Незаконные похождения Max'a и Дамы в Розовых Очках. Книга 2 - страница 61

Шрифт
Интервал


“У женщин Азирии слишком много прав… поэтому ведут они себя столь распущенно, не почитая мужей и занимаясь проституцией без огляду… Конечно, это связано с законом государства, враждебно настроенного против боеспособного мужского населения… У нас в Горах сейчас насаждается тот же порядок… Наверное, опять, виной всему американцы, хотя и религия, пожалуй, внесла через догматы повиновения имущим власть немалую лепту. Поэтому, у нас – в горах – мужчин убивают… здесь же врагам проще…” – подумал майор, взирая на сына и его мать блуждающим взором Александра-младшего, затеявшего в своём азартном уме очередную суетливую чехарду мыслей.

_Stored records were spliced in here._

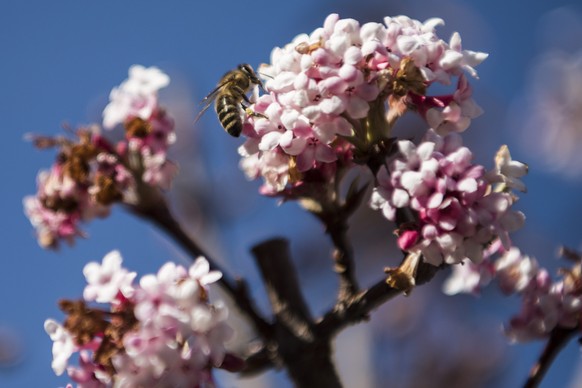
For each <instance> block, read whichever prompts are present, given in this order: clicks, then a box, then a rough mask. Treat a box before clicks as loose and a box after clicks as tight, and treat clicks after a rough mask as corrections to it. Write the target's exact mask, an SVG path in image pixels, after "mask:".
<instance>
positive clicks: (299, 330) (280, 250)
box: [252, 238, 313, 341]
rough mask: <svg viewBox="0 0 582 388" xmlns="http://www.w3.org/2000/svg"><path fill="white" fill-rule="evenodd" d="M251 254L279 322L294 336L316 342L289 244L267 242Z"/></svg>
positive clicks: (276, 240) (273, 242)
mask: <svg viewBox="0 0 582 388" xmlns="http://www.w3.org/2000/svg"><path fill="white" fill-rule="evenodd" d="M252 252H253V255H254V256H255V259H256V262H257V264H258V266H259V269H260V271H261V275H262V277H263V280H264V283H265V288H266V289H267V296H268V297H269V301H270V302H271V306H272V307H273V314H274V315H275V318H276V320H277V322H278V323H279V324H280V325H284V326H286V328H287V329H288V330H289V331H290V332H292V333H293V334H294V335H295V336H297V337H300V338H304V339H305V340H308V341H311V340H313V333H312V324H313V321H312V319H311V316H310V313H309V309H308V308H307V304H306V303H305V299H303V295H301V288H300V286H299V282H298V280H297V275H296V273H295V268H294V267H293V264H292V263H291V258H290V253H289V244H288V242H287V240H284V239H282V238H273V239H270V240H267V241H265V242H262V243H260V244H258V245H255V246H254V247H253V249H252Z"/></svg>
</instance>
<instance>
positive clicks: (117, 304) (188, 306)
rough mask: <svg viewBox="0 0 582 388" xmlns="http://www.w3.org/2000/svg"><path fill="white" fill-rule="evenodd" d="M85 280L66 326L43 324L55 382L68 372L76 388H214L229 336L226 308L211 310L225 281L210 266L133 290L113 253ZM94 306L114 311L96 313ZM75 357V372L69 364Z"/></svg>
mask: <svg viewBox="0 0 582 388" xmlns="http://www.w3.org/2000/svg"><path fill="white" fill-rule="evenodd" d="M84 273H85V277H86V279H87V282H88V285H87V287H86V288H85V292H84V293H83V297H84V299H85V300H84V301H76V302H75V301H64V302H61V308H62V309H63V311H65V313H67V315H68V317H67V319H66V321H65V324H64V325H61V324H59V323H57V322H56V321H54V320H47V321H46V323H45V330H46V331H47V333H48V334H49V335H50V336H51V339H52V340H53V342H54V343H53V369H54V370H55V372H56V373H57V374H62V373H63V372H64V371H65V370H66V371H67V373H68V375H69V377H70V378H71V379H72V380H73V381H75V382H77V383H79V384H80V385H79V386H91V387H93V386H94V387H111V386H204V385H206V384H210V385H212V384H213V380H212V374H211V368H213V367H221V365H222V363H223V361H224V359H225V357H227V355H228V353H227V350H226V348H225V342H226V341H227V340H228V339H229V338H230V337H231V336H232V329H231V328H230V326H229V325H228V324H227V322H226V320H227V318H228V309H227V308H226V306H225V305H224V304H223V303H222V302H220V301H218V302H215V303H213V304H211V303H210V298H209V291H210V290H209V286H210V285H211V284H213V283H215V282H216V281H218V280H219V279H220V277H221V276H222V274H221V273H220V272H219V271H213V270H210V265H209V263H208V261H207V260H206V259H204V258H202V257H200V258H198V259H196V261H195V262H194V263H193V264H192V265H191V266H190V267H189V268H185V267H183V266H180V265H176V264H174V263H166V264H165V265H163V266H162V267H161V268H160V270H159V271H158V273H157V274H155V275H145V276H143V277H142V278H141V279H139V281H138V282H137V284H136V283H135V282H134V280H135V277H136V274H135V273H134V272H129V271H128V270H127V269H125V268H123V267H122V258H121V255H120V254H119V252H116V251H113V252H110V253H109V254H107V255H106V256H105V257H104V259H103V262H102V263H101V264H98V263H89V264H88V265H87V266H86V267H85V269H84ZM91 301H96V302H99V303H105V304H107V305H108V306H109V308H108V309H106V310H101V309H98V308H94V307H92V306H90V305H88V304H87V302H91ZM80 323H82V324H80ZM75 352H79V357H80V361H79V366H78V367H77V366H73V365H70V364H69V359H70V358H71V356H72V355H73V354H74V353H75ZM232 357H233V356H231V358H232Z"/></svg>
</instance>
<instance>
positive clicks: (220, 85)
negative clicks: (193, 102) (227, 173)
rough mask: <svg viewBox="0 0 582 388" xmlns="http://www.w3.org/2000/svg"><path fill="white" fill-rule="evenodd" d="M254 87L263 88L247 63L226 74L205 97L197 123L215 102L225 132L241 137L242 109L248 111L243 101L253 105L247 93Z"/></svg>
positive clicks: (220, 123)
mask: <svg viewBox="0 0 582 388" xmlns="http://www.w3.org/2000/svg"><path fill="white" fill-rule="evenodd" d="M253 85H258V86H259V87H260V88H261V89H262V87H263V84H262V82H261V80H260V79H259V78H258V77H257V74H256V73H255V71H254V70H253V68H252V67H251V66H250V65H248V64H246V63H243V64H240V65H238V67H237V68H236V69H234V70H231V71H229V72H228V73H226V74H225V75H224V76H223V77H222V78H221V79H220V82H219V83H218V86H216V88H215V89H214V90H213V91H212V92H210V94H209V95H208V96H206V97H204V99H203V100H202V102H201V104H203V105H204V107H203V108H202V110H201V111H200V113H199V114H198V116H197V117H196V121H198V119H200V117H201V116H202V115H203V114H204V112H206V110H207V109H208V108H209V107H210V105H212V102H214V110H215V111H216V114H217V116H218V121H220V124H221V125H222V127H223V128H224V130H225V131H226V132H227V133H228V134H229V135H231V136H234V137H239V136H240V134H241V132H242V128H243V122H242V117H241V107H242V109H245V110H246V109H247V108H246V107H245V105H244V103H243V101H244V102H246V103H247V104H251V101H250V100H249V98H248V97H247V93H248V92H249V91H250V90H251V88H252V87H253ZM196 121H195V122H196Z"/></svg>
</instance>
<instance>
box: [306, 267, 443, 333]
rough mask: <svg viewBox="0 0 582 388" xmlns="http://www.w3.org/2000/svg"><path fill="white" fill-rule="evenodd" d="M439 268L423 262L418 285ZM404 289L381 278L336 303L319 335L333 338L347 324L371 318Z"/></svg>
mask: <svg viewBox="0 0 582 388" xmlns="http://www.w3.org/2000/svg"><path fill="white" fill-rule="evenodd" d="M438 270H440V267H435V266H433V265H431V264H427V263H424V262H421V263H420V264H419V265H418V269H417V272H416V276H415V284H416V286H419V285H422V284H425V283H427V282H429V281H430V280H431V279H432V278H433V277H434V275H435V274H436V273H437V271H438ZM404 291H406V290H404V289H398V288H395V287H392V286H391V285H389V284H388V283H387V282H386V279H385V278H383V279H382V280H379V281H378V282H376V283H375V284H373V285H372V286H371V287H370V288H368V289H366V290H363V291H361V292H360V293H358V294H357V295H356V296H354V297H353V298H352V299H350V300H349V301H348V303H346V304H342V303H339V302H338V303H336V305H335V306H334V307H333V308H332V309H331V310H329V311H328V312H327V313H325V314H324V315H323V317H322V318H321V319H320V320H319V322H318V323H317V325H316V332H317V335H319V336H321V337H322V338H331V337H333V336H334V335H336V334H337V333H339V332H340V331H341V330H343V329H344V328H346V327H347V326H350V325H354V324H356V323H358V322H360V321H363V320H367V319H369V314H370V313H371V312H372V310H374V309H375V308H377V307H379V306H381V305H382V304H384V303H386V302H387V301H389V300H390V299H392V298H394V297H396V296H397V295H400V294H402V293H403V292H404Z"/></svg>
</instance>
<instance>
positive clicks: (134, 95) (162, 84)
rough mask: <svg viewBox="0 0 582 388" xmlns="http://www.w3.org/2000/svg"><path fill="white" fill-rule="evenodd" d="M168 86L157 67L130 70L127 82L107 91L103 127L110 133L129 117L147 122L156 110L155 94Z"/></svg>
mask: <svg viewBox="0 0 582 388" xmlns="http://www.w3.org/2000/svg"><path fill="white" fill-rule="evenodd" d="M169 83H170V78H169V77H168V76H167V75H166V74H165V73H163V72H162V71H161V70H160V69H158V68H157V67H149V68H145V67H143V66H141V65H133V66H131V67H130V68H129V78H128V79H127V80H125V81H124V82H122V83H121V85H119V86H118V87H116V88H113V90H111V93H110V95H109V100H110V102H109V104H108V105H107V106H106V107H105V109H104V110H103V127H104V128H107V129H112V128H113V127H115V126H116V125H117V124H121V123H123V122H125V121H126V120H127V119H129V118H133V117H139V118H141V119H143V120H148V119H149V118H150V116H151V115H152V113H153V112H154V111H155V109H156V107H157V103H158V101H157V92H158V91H159V90H160V89H162V88H164V87H166V86H168V84H169Z"/></svg>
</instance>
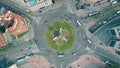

Но здесь, не дав размышлениям майора реализоваться в направлении упадка и смиренности с поражением, а так же, остановив ум и взгляд Александра-младшего от суетных отвлечённых блужданий, старший брат его Пушкин вдруг приподнял свою голову, явив, глядящим на него почти как на покойника родственникам, блистающий решительной затеей взгляд, приготовившегося к отчаянной борьбе человека.

– Хотите, чтобы я вас покинул? Что ж… Желания близких всегда были для меня законом! Отныне, досаждать вам своим отвратительным видом я не буду! Если жаждете моего отсутствия, я пойду навстречу вашему настойчивому желанию – я удалюсь! – воодушевленным неизвестной причиной голосом, обратился к родственникам Пушкин и заулыбался широкой, болезненной улыбкой загнанного в угол зверя.

“Ай да молодец! Решил-таки бороться! Правильный выбор! Что толку возиться с этими лживыми игроками, привыкшими мерить человеческое достоинство и силу лишь одними социальными нормами, будто нет иных путей и способов достижения благополучия? Давай, парень – дерзай! Иди и возьми своё счастье сам, своими руками, не спрашивая разрешения и совета, не играя с ними в эту их подлую игру! Устанавливай свои правила сам: играй в свою игру отныне! А лучше – не играй, а живи! Живи искренне – с борьбой и болью, в лютом одиночестве собственных интересов, как живут хищные звери, которые не ищут сочувствия и сострадания своим чаяниям и нуждам, потому что знают, что никто не хочет, чтобы они жили и были здравы, звери, у которых одно упование и одна надежда – их сила, их оружие… зверей, которые другом зовут свой воинский дух, а врагом – свою трусость и весь мир в придачу!” – благословил восставшего на сопротивление изгоя майор, будучи уверенным, смотря на его дерзкий и гордый вид, в том, что Пушкин решил именно бороться и бросить предателям назад грязь их пренебрежения и равнодушной черствости, вспоминая, как сам, будучи в чужих краях, вдали от родных гор, принял правду одинокой борьбы хищника, как спасительную истину для отщепенца, изгоя, чужака и кого угодно в своём общественном статусе, потому что понял закон этого общества, маскирующего под маской отношений необходимость добывать средства для существования, а под личиной соглашательства и дружбы прячущего коварное намерение сделать добытчика слабым и поставить его в ряд приготовленных на убой жертв – то понимание, что дало майору необходимую отрешенность и жесткость для того, чтобы стать тем, кем он стал – начальником заведомо враждебной его внутренним убеждениям организации, в самой столице враждебного ему и всему его народу государства.